Gingerich’s future is up to him, defense attorney Monica Foster said. If Gingerich, now 15, stays on track for an accelerated diploma with honors, he may be transitioned from Pendleton Juvenile Correctional Facility to a supervised residential setting next year, and his release could come as soon as February 2016.

“We have progressed a long way from where we started and think this was a just result,” Foster said. “It was a tragic, terrible crime that occurred, but the prosecutor’s office, to their credit, was willing to look at all the facts.”

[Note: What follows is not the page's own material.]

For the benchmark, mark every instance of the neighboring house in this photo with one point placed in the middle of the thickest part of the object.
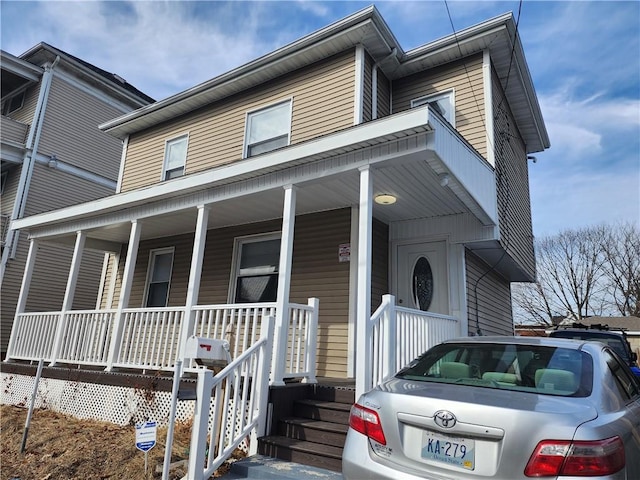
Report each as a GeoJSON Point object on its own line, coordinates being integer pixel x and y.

Foster and Kosciusko County Prosecutor Dan Hampton signed a deal subject to a judge’s final approval in January. Gingerich will plead guilty to a count of conspiracy to commit murder as a Class A felony in exchange for the state dropping charges of murder and aiding, inducing and causing murder.

foster Foster

Gingerich was convicted along with then-15-year-old Colt Lundy for his role in the shooting death of Lundy’s stepfather, Phillip Danner, in his home in Cromwell. Lundy had orchestrated a plan in which he, Gingerich and another 12-year-old boy would take Danner’s car and go to Arizona, where Lundy’s biological father lived.

Lundy signaled Gingerich to come inside the home, then supplied him with a handgun. Gingerich said later that he entered the house with the intention of talking the older boy out of going through with his plan to kill his stepfather, but both boys fired at Danner.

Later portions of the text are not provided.